La mobilisation il y a 10 jours des acteurs de l’éducation et de la jeunesse, au lancement de la concertation initiée par la Région, témoigne d’une volonté commune de contribuer ensemble à la réussite des jeunes, tout simplement parce que c’est la meilleure manière d’agir concrètement pour l’avenir de nos concitoyens, et pour le développement de notre Région.
Les 3 priorités que nous avons dégagées doivent nous conduire à mettre plus de lien entre nos actions, à poursuivre le développement d’initiatives nouvelles, à faire évoluer nos représentations et surtout à agir sur toute la chaîne éducative.
Nous nous devons de donner à tous les jeunes les mêmes moyens d’excellence pour que chaque jeune puisse se construire son avenir, sa vie professionnelle et développer la confiance en soi et aux autres.
D’une certaine manière, c’est également un exercice plus exigeant du développement que je vous propose.
Qu’il s’agisse de grands projets structurants ou de nos politiques publiques, et de la manière de les mener, 2011 doit permettre de répondre à une exigence de responsabilité sociale et environnementale.
Je pense au contrat d’appui et de développement, aux nouvelles actions en matière de santé –environnement, à notre mobilisation sur les éco-activités, mais aussi à une exigence d’emploi et d’insertion réaffirmée avec force dans nos politiques de formation, évidemment aussi à la mise en œuvre de notre Agenda 21, et au travail engagé pour les clauses sociales et environnementales dans les marchés publics.
On retrouve aussi cette philosophie de l’action publique dans la stratégie du Comité régional du Tourisme, fondé avant tout sur l’humain.
Je l’évoquai en ouverture de mon intervention, les principes qui nous guident sont ceux de la solidarité et du développement. En vérité ils répondent à une seule préoccupation : l’emploi, la défense de l’emploi existant, l’accès à l’emploi pour ceux qui en sont les plus éloignés, la multiplication des initiatives pour favoriser la création d’activités dans une logique de développement intégré de nos territoires, et nous avons un bel exemple de réussite dans ce domaine avec le tourisme.

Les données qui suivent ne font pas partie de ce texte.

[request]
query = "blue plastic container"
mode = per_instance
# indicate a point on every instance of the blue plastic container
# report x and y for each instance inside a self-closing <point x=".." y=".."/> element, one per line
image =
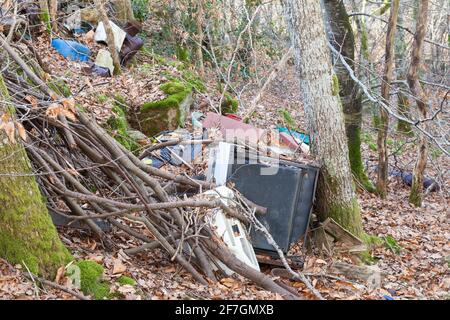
<point x="297" y="135"/>
<point x="71" y="50"/>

Je suis persuadé que nous pourrons constater les mêmes résultats pour les éco-activités. Il y a aussi les emplois de demain qui se préparent aujourd’hui, par notre stratégie ambitieuse de recherche et d’innovation, mais bien sûr aussi et toujours par l’éducation et la formation.
Nous ne sommes malheureusement pas sortis de la crise, une crise d’ailleurs dont nous avons collectivement du mal à accepter toute la signification. C’est bien d’un bouleversement dont il s’agit, qui concerne les rapports de force économiques entre les continents autant que la gouvernance financière.
C’est aussi l’expression des limites d’une certaine forme d’industrialisation. Je suis persuadé qu’en Picardie nous pouvons construire ensemble des réponses pour sortir par le haut, même si c’est difficile, parce que c’est difficile. Ma volonté est de faire de ce budget un moyen d’y parvenir.